#21: Una Confederación De Sujetos De Similar Temperamento
¡Hola, amigxs! Bienvenidxs a otra entrega de El Evangelio del Coyote, un newsletter sobre arte, política y basura. En esta ocasión, escribo sobre Okupas, la Gran Serie Argentina, y sobre Crisis Zone, el más reciente libro de Simon Hanselmann, enfocándome en dos aspectos: ¿Qué tienen para decirnos sobre la época en que fueron producidos? Y ¿Qué tienen para decirnos sobre la amistad y los vínculos?
Che, gracias. Por la casa, por todo, boludo. En serio
(esto contiene spoilers para una serie que fue emitida hace 20 años. pero bueno, el que avisa no es traidor.)
Como cualquier persona de bien en las últimas semanas le entré al rewatch de Okupas, a raíz de la restauración en HD que se subió a Netflix. Okupas, para aquellos que leen y no son de Argentina, fue una serie mítica y muy singular de la televisión argentina. Transmitida durante el año 2000, sigue a un grupo de cuatro chabones que ocupan una casa en Constitución/Monserrat en la ciudad de Buenos Aires y, a través de una serie de aventuras y desventuras, terminan formándose como grupo de amigos. Simultáneamente, narra el descenso de su protagonista, Ricardo (Rodrigo de la Serna) a las profundidades de la marginalidad y el crimen.

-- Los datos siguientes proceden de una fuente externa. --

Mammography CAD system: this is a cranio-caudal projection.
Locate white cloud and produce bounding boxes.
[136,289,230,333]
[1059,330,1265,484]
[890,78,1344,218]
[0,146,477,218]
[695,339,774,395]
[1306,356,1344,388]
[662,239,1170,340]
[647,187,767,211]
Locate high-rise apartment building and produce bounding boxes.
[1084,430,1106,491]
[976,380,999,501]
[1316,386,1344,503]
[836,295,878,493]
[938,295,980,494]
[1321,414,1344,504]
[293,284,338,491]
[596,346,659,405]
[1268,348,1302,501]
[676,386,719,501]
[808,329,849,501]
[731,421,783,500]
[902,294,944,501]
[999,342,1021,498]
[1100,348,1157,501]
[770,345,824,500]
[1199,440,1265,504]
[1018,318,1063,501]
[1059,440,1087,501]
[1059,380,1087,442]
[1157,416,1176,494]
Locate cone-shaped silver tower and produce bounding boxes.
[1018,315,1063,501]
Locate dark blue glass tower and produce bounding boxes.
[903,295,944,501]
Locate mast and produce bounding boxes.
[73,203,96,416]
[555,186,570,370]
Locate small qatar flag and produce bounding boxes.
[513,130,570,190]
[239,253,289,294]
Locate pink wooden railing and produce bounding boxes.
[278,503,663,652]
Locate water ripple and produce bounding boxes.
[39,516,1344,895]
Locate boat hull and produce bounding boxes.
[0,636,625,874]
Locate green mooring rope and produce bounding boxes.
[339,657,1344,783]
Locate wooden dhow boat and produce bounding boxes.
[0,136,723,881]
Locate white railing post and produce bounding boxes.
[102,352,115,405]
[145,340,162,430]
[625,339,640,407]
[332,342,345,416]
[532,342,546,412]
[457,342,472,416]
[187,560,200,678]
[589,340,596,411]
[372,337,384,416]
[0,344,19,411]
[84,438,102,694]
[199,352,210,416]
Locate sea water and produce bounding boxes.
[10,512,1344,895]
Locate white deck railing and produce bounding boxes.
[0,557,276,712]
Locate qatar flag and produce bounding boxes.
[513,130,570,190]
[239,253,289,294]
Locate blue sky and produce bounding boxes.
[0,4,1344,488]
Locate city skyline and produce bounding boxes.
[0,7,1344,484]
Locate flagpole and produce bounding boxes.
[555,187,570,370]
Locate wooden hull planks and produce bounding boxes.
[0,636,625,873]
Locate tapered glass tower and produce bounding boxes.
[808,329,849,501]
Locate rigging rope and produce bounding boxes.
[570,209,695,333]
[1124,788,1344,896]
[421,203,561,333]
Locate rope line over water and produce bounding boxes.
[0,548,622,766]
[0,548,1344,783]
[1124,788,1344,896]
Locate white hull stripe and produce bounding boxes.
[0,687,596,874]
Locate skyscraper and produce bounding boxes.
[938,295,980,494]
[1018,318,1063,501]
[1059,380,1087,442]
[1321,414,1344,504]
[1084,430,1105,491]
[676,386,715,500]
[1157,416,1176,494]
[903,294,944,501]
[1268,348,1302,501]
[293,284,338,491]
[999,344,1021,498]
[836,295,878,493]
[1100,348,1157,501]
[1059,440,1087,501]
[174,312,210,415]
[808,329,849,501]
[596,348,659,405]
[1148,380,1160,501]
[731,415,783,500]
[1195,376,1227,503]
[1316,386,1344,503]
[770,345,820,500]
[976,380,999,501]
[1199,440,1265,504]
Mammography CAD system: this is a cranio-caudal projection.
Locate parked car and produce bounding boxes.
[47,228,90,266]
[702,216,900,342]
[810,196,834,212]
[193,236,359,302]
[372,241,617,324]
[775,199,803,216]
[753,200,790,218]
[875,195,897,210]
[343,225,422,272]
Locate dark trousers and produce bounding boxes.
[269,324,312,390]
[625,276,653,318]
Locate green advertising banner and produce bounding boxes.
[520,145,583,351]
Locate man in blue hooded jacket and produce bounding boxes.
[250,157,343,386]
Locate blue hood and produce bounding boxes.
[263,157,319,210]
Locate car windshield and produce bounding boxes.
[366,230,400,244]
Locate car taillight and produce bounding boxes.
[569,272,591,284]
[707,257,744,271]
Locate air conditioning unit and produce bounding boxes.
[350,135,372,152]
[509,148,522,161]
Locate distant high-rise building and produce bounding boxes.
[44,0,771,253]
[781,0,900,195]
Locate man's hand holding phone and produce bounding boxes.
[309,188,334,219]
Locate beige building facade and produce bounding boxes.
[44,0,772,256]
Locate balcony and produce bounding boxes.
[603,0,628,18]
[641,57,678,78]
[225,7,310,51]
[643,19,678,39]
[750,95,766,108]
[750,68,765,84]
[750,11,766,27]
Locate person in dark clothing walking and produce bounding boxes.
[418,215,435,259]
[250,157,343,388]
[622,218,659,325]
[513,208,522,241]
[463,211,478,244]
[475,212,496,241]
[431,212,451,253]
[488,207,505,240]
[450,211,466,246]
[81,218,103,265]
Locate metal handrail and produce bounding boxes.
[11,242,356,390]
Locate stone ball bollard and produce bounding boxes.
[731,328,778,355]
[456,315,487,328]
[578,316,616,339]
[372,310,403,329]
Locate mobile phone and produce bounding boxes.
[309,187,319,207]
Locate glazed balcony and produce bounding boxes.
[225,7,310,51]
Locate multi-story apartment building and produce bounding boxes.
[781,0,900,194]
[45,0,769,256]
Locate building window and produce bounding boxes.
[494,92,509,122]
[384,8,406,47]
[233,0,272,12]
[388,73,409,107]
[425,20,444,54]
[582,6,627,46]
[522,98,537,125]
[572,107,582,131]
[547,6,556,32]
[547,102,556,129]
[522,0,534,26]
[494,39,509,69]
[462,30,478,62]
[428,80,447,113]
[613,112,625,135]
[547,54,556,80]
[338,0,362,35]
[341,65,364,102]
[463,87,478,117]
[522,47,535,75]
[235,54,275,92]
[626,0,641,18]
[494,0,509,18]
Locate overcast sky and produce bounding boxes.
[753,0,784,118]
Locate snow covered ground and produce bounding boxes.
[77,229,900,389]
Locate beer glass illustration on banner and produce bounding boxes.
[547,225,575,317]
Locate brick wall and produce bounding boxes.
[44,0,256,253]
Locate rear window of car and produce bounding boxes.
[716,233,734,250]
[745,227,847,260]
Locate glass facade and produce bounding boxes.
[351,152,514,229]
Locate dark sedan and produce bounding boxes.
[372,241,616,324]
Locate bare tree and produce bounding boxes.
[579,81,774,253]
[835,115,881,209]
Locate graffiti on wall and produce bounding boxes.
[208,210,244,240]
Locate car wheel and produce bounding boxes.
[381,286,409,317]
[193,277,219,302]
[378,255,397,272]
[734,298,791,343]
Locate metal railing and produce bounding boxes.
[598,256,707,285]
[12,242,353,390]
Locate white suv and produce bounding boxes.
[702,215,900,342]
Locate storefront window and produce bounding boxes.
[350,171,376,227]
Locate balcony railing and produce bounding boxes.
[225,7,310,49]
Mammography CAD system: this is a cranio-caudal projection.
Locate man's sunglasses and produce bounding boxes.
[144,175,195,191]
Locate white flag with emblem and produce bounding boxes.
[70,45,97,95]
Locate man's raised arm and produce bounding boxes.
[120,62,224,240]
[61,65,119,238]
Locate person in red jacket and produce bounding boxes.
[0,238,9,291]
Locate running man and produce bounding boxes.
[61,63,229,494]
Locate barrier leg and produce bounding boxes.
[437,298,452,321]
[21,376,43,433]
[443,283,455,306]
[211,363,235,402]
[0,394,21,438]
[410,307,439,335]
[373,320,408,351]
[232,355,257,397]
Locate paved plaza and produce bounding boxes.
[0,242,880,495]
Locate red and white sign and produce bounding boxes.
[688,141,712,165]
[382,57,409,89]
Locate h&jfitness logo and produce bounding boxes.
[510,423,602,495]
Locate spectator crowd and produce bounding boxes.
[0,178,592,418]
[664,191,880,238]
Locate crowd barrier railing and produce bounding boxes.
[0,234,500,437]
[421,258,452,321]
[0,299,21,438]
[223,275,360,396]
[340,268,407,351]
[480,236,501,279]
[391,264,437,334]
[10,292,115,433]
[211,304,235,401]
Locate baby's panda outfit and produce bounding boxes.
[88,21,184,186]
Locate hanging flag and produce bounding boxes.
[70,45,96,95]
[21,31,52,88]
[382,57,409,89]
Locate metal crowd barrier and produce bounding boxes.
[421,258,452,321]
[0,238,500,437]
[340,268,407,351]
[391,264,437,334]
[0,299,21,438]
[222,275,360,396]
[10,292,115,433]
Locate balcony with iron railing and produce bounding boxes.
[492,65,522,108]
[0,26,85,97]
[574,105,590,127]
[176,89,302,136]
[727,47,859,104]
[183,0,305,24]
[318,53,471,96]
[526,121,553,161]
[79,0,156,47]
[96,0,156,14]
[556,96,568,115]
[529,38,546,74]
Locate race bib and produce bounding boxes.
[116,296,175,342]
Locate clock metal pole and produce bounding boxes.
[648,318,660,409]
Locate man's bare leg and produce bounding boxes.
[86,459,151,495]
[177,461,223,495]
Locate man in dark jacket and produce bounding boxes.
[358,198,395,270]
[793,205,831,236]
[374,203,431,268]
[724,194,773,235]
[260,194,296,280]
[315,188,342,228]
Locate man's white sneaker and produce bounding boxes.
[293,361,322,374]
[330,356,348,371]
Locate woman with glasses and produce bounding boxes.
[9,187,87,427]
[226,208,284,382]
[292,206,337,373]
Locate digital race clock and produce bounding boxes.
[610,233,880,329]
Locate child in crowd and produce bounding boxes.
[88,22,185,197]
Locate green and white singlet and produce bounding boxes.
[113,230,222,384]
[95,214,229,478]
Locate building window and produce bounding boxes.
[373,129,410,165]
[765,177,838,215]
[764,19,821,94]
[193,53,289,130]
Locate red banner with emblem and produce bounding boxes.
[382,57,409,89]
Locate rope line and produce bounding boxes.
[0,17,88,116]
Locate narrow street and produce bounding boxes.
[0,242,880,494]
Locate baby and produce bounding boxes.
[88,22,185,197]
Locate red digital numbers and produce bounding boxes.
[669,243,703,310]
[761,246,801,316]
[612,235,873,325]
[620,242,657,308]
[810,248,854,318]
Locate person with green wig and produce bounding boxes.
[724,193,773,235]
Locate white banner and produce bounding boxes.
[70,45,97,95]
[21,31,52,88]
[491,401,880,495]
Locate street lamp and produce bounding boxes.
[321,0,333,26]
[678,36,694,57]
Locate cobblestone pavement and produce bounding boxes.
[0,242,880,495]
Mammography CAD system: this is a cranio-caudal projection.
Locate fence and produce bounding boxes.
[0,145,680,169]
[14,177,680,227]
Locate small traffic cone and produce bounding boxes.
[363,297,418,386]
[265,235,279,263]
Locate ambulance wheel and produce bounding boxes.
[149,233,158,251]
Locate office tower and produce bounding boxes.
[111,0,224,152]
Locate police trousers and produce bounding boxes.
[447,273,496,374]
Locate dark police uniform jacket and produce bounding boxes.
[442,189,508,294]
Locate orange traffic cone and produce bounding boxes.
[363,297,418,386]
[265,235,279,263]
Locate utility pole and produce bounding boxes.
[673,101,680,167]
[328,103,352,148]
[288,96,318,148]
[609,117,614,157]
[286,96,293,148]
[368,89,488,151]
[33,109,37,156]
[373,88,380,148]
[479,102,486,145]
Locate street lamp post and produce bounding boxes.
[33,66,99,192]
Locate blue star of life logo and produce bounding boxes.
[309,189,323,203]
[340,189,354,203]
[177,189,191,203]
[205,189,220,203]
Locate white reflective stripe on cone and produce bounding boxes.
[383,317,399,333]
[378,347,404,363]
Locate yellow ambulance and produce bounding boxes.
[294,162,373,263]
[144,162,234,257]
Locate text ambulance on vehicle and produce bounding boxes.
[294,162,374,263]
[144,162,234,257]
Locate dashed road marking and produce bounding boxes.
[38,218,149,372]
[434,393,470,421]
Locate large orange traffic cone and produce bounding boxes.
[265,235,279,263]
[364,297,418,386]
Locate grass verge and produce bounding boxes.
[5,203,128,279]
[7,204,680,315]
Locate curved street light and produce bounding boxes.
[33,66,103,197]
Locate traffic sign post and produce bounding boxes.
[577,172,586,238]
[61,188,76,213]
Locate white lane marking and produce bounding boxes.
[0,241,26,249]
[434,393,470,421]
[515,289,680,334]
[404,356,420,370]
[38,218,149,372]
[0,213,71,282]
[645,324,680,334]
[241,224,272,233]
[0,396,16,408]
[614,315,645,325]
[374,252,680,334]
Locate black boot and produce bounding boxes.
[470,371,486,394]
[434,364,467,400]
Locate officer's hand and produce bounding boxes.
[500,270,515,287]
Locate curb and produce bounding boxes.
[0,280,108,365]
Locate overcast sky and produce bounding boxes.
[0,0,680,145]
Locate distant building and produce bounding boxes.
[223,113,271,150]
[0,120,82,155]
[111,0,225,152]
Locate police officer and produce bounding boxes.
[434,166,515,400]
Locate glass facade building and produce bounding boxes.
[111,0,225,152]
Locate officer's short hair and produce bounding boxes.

La historia es muy buena, y eso ya sería suficiente para recordarla con cariño, pero la serie quedó inescapablemente pegada al momento histórico en que se transmitió: crisis económica cuasi terminal, desocupación, pobreza, criminalidad, todo el mundo sin un mango partido al medio, una ciudad de Buenos Aires hecha pelota, divorcio de la clase política de la sociedad, cuentapropismo y estafadores. Creo que había un deseo fuerte de volverla a ver para ver que tenía para decirnos a 20 años de la crisis, como documento histórico, tanto como por recordar su historia o sus personajes. Para mí, de hecho, fue como volver a verla de cero porque no me acordaba nada de esto último. Y confirmé mi intuición de que para mí es uno de los mejores productos televisivos (si no el mejor) que dio este país.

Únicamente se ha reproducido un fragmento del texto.